Landlines get pricier, as callers hang up on old technology

old telephone Image copyright Thinkstock

The cost of having a fixed-line telephone is going up significantly, as people spend less time using them.

Three of the biggest operators are raising their line rental charges on Monday by up to five times the rate of inflation.

Experts say consumers are switching to free technology instead, and operators are raising prices to compensate.

But BT, the largest UK operator, said the rise was simply a result of their regular annual price review.

Latest figures from the regulator, Ofcom, show that consumers spent three billion minutes fewer on their landlines in the year to June 2014, a reduction of 12.7% in one year alone.

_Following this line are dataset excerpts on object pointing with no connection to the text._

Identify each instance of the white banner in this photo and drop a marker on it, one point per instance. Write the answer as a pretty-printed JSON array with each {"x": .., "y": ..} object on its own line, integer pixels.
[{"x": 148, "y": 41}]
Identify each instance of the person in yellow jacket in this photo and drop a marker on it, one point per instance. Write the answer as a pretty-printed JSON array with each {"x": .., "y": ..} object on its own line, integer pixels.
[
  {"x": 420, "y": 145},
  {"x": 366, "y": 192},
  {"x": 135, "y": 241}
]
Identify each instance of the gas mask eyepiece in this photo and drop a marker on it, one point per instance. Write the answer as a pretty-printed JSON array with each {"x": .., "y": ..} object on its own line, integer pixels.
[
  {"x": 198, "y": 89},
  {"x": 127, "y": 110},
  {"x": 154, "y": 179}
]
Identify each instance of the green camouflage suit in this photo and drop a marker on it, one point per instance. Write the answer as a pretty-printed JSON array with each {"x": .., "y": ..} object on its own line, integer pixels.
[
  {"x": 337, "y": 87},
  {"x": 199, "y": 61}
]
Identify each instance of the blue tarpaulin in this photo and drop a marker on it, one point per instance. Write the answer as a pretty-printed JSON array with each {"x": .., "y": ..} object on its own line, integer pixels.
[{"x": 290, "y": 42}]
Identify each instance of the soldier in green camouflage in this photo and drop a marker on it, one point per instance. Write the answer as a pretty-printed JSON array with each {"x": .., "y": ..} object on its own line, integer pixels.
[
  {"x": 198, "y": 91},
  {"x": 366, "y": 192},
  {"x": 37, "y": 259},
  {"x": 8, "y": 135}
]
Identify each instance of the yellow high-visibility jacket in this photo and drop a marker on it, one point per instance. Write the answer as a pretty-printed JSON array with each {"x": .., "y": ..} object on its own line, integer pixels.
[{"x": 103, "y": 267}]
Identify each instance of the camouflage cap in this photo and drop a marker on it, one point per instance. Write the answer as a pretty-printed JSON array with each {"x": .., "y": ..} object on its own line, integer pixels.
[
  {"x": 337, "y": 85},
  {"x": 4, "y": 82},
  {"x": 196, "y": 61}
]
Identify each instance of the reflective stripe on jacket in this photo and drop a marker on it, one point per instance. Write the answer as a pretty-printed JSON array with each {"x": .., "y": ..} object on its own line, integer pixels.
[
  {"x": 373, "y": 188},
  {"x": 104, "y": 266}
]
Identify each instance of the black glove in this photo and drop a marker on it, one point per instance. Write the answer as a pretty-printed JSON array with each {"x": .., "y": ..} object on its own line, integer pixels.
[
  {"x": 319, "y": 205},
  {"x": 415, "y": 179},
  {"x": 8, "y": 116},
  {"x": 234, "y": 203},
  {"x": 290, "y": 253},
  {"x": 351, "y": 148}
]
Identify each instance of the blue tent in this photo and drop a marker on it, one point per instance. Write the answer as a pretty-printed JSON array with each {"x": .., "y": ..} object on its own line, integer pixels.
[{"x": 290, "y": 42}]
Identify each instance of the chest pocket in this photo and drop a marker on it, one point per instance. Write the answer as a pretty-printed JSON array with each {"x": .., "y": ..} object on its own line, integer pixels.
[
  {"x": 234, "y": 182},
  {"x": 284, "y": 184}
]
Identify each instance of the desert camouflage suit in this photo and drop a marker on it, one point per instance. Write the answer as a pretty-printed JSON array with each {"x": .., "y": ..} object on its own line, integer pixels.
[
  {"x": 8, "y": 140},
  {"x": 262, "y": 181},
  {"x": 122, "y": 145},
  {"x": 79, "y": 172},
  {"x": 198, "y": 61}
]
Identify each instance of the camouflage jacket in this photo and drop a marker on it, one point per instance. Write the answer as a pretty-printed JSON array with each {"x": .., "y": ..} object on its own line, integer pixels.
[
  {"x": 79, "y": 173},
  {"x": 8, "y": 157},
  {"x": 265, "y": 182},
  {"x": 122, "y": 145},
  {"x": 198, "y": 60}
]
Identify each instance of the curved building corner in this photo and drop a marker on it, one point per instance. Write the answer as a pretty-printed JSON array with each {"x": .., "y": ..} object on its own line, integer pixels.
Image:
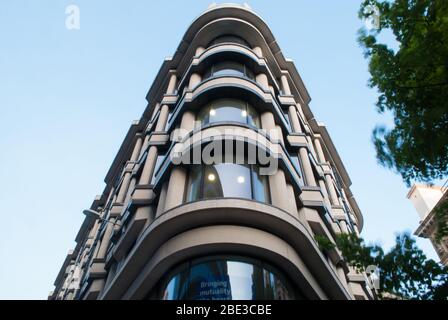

As a result, operators lost out on £85m of revenue compared with the previous year.

"Call volumes are declining," said James Barford of Enders Analysis.

"People are using Facebook or WhatsApp, or even email if they're a little old-fashioned, so operators are having to recover their costs from increased line rental," he added.

Line rental charges

Image copyright Thinkstock

Sky: up by 6.49% to £16.40 a month

BT: up 6.25% to £16.99

Virgin Media: up 6.25% to £16.99

Talk Talk: up 4.7% to £16.70

Sky, BT and Talk Talk are all introducing their price increases from Monday.

Virgin Media introduced its increase on 24 November for new customers. Existing customers will be charged more from 1 February next year.

But BT disputed the idea that prices were going up because of falling usage.

"Whilst call volumes are going down, the number of landlines is going up," a BT spokesman told the BBC.

Ofcom figures show that the number of residential lines has risen, but has been more than offset by a fall in the number of business lines.

However, people are still spending longer on their mobiles, according to Ofcom, with the total number of minutes increasing by 2.3% in the past year.